In other (not entirely unrelated) news:
- Time Out’s list of 101 Things to Do in London has got me adding lots of new things to my British Bucket List.
- I’ve taken up Spanish as a new hobby and have started lessons this week. Hopefully soon my conversational skills will extend beyond “Hola. Cerveza. Hasta luego.”. Though, to be fair, that phrase still gets the job done.
- I’ve covered lots of new ground: visiting Peckham, Clapham and Dalston for the first time.
- Booked a Christmas cottage for Christmas in the country. I can’t wait for Christmas jumpers, roast turkey, mulled wine and jigsaw puzzles. If it snows, I think my life just may be complete.
- A dream came true last night as I saw the Goo Goo Dolls belt out Iris – the anthem of my 15-year-old romantic self.
Here’s to a cosy, productive and happy week ahead!
I’m such a sucker for a design market. Not only do I love supporting local artists, designers and creators, but I love the atmosphere and the sense of occasion attached to them. You know – those early weekend mornings filled with hipster coffee, brunch and special new finds. It’s just the dream.

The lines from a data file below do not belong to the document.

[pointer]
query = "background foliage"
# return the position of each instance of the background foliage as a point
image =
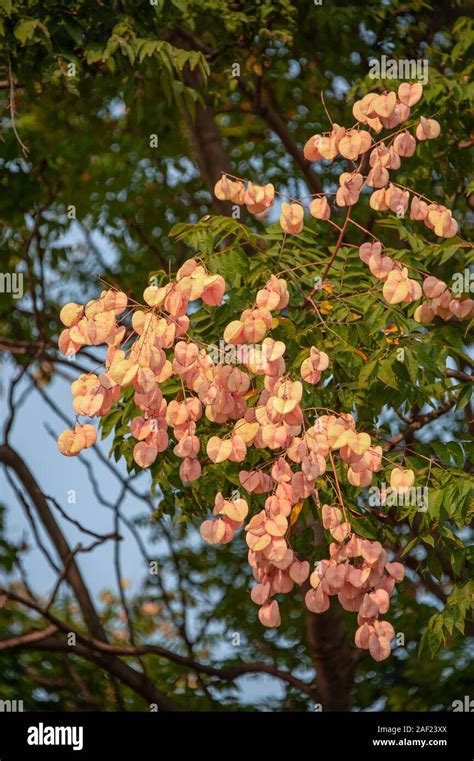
(80, 137)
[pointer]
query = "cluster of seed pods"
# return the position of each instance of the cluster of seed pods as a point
(266, 414)
(359, 574)
(376, 112)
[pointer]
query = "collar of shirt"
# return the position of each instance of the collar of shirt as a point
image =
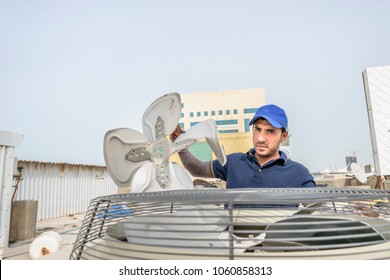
(282, 158)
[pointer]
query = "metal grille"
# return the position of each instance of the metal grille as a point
(320, 223)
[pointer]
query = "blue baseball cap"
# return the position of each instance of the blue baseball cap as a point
(273, 114)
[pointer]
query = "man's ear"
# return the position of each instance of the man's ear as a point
(284, 135)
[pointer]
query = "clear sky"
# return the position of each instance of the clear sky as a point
(71, 70)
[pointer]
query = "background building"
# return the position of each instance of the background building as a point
(231, 109)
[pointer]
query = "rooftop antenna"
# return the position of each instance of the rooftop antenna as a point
(358, 172)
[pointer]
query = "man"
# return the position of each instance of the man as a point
(263, 166)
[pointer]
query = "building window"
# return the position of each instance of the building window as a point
(193, 123)
(226, 122)
(228, 131)
(247, 127)
(250, 110)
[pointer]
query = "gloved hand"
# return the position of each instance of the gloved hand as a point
(178, 130)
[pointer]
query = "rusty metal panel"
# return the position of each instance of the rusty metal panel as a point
(62, 189)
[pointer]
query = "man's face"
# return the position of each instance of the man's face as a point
(266, 140)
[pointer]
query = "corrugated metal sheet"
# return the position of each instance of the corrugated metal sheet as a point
(377, 90)
(62, 189)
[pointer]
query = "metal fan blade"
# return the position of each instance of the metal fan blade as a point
(147, 179)
(206, 129)
(117, 145)
(168, 108)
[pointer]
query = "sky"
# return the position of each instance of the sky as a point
(72, 70)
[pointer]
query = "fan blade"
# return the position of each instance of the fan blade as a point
(206, 129)
(145, 179)
(117, 144)
(168, 108)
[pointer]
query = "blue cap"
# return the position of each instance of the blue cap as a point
(273, 114)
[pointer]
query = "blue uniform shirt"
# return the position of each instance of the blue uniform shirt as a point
(243, 171)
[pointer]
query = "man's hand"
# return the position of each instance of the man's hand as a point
(178, 130)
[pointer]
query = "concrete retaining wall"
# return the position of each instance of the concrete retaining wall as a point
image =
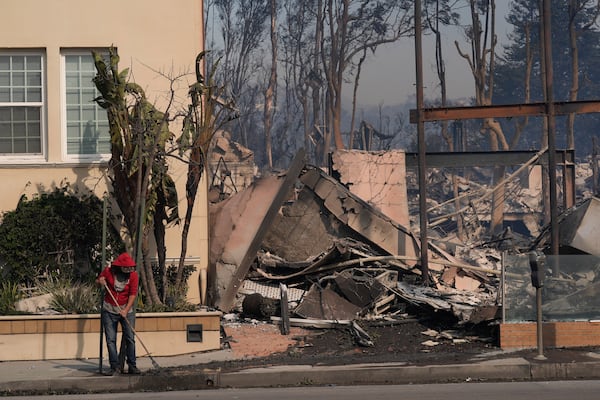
(41, 337)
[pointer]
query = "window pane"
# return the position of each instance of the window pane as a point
(20, 130)
(72, 113)
(18, 78)
(18, 114)
(4, 63)
(72, 80)
(5, 130)
(34, 95)
(34, 63)
(34, 79)
(4, 95)
(71, 63)
(18, 63)
(5, 146)
(4, 78)
(20, 145)
(72, 97)
(34, 146)
(18, 95)
(33, 114)
(88, 114)
(86, 121)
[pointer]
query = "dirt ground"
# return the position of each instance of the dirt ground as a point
(412, 341)
(409, 340)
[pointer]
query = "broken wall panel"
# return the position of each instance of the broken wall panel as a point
(379, 178)
(237, 228)
(580, 228)
(302, 231)
(365, 220)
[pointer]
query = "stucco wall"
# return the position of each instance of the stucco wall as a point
(153, 37)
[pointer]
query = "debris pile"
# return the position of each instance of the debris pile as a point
(303, 248)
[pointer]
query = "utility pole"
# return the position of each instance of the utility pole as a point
(421, 144)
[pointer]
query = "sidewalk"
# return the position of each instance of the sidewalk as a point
(82, 376)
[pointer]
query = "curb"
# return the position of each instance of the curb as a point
(516, 369)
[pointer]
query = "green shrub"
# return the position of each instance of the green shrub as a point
(53, 234)
(81, 298)
(9, 296)
(71, 298)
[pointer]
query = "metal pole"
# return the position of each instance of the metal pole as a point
(104, 224)
(421, 144)
(540, 333)
(547, 30)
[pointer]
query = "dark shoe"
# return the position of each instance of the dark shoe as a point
(134, 371)
(112, 372)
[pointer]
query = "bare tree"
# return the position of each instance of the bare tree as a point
(271, 92)
(243, 29)
(482, 38)
(207, 112)
(141, 185)
(348, 28)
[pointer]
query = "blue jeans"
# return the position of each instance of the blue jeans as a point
(110, 322)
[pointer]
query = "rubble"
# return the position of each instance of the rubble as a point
(337, 258)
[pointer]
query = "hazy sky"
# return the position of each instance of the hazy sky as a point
(388, 78)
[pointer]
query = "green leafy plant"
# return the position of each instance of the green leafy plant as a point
(78, 299)
(71, 298)
(9, 296)
(55, 233)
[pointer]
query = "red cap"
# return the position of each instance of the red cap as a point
(124, 260)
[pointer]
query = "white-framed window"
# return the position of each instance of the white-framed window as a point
(21, 105)
(86, 130)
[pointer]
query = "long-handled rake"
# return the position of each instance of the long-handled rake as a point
(154, 363)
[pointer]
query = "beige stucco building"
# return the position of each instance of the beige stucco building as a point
(51, 131)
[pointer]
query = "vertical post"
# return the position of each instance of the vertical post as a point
(594, 167)
(104, 224)
(547, 30)
(540, 326)
(421, 144)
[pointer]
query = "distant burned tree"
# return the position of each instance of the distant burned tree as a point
(243, 28)
(481, 35)
(347, 29)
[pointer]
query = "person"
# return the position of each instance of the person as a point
(120, 282)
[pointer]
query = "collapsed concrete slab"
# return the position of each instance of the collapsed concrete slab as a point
(351, 211)
(379, 178)
(580, 228)
(238, 226)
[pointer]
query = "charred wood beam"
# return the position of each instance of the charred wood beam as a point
(504, 111)
(488, 158)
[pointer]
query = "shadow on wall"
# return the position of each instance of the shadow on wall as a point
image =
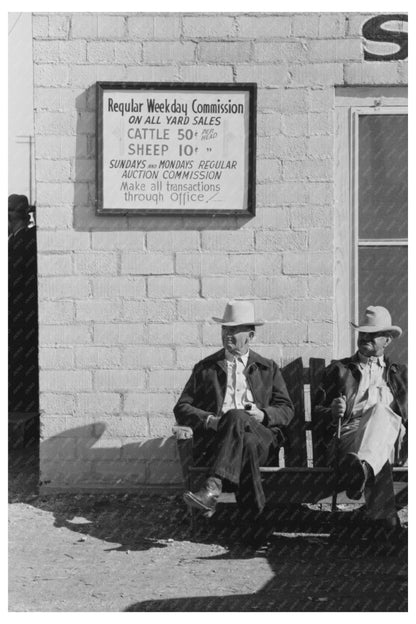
(82, 458)
(85, 217)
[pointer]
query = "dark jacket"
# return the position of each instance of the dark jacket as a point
(204, 392)
(343, 377)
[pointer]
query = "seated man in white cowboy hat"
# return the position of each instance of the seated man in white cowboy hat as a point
(369, 394)
(237, 403)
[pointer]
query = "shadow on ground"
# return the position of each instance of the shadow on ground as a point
(320, 561)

Back home, the Melbourne Design Market has long been one of my favourite haunts for finding unique Christmas gifts for my friends and family. Here, the Crafty Fox Market has topped my list so far. Last weekend, Crafty Fox popped up in Peckham. So, compelled by the call of the market and Time Out’s persistent urging to check out the wonders of SE15, we jumped on the Overground and headed south of the river to explore.
I returned home with a delightful new candle from Clement & Claude, earrings from Mica Peet and a golden pineapple brooch from Custom Made fit for Hawaiian royalty.
So, all in all, it was quite a successful excursion.